How can I discover which is the name of the interpreters to invoke programmatically through the same Makefile
?
I don't want to tell them to change the Makefile
manually to fit their system, I want it simply to work.
Upvotes: 0
Views: 292
Reputation: 5301
You can figure out what version of python (or pip?) it is by parsing the output of shell command asking for the version string:
# Variable for the python command (later overwritten if not working)
PYTHON_COMMAND := python
# Get version string (e.g.
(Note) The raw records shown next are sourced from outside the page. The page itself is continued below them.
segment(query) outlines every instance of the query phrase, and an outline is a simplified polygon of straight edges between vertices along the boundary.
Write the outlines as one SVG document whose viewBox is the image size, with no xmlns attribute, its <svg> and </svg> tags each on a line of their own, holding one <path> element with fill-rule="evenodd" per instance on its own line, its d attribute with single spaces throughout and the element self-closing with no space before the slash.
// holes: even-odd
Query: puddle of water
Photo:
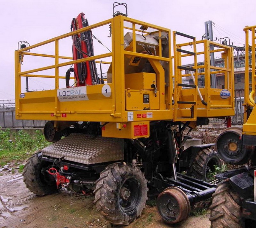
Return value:
<svg viewBox="0 0 256 228">
<path fill-rule="evenodd" d="M 17 177 L 16 178 L 14 178 L 13 179 L 11 179 L 11 180 L 9 180 L 7 181 L 6 182 L 6 183 L 10 183 L 12 182 L 13 182 L 13 181 L 15 181 L 18 180 L 20 180 L 20 179 L 23 179 L 23 177 L 22 176 L 22 174 L 21 174 L 20 175 L 18 175 L 18 177 Z"/>
</svg>

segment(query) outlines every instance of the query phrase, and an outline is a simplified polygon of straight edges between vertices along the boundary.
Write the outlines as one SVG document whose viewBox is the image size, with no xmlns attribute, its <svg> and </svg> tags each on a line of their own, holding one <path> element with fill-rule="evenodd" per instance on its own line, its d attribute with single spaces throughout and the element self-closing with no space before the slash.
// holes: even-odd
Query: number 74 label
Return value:
<svg viewBox="0 0 256 228">
<path fill-rule="evenodd" d="M 128 121 L 133 121 L 133 112 L 128 112 L 127 113 L 127 119 Z"/>
</svg>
Python 3.4.5)
PYTHON_VERSION_STRING := $(shell $(PYTHON_COMMAND) -V)
# If PYTHON_VERSION_STRING is empty there probably isn't any 'python'
# on PATH, and you should try set it using 'python3' (or python2) instead.
ifeq $(PYTHON_VERSION_STRING),
PYTHON_COMMAND := python3
PYTHON_VERSION_STRING := $(shell $(PYTHON_COMMAND) -V)
ifeq $(PYTHON_VERSION_STRING),
$(error No Python 3 interpreter found on PATH)
endif
endif
# Split components (changing "." into " ")
PYTHON_VERSION_TOKENS := $(subst ., ,$(PYTHON_VERSION_STRING)) # Python 3 4 5
PYTHON_MAJOR_VERSION := $(word 2,$(PYTHON_VERSION_TOKENS)) # 3
PYTHON_MINOR_VERSION := $(word 3,$(PYTHON_VERSION_TOKENS)) # 4
# What python version pip targets is a little more difficult figuring out from pip
# version, having python version at the end of a string containing a path.
# Better call pip through the python command instead.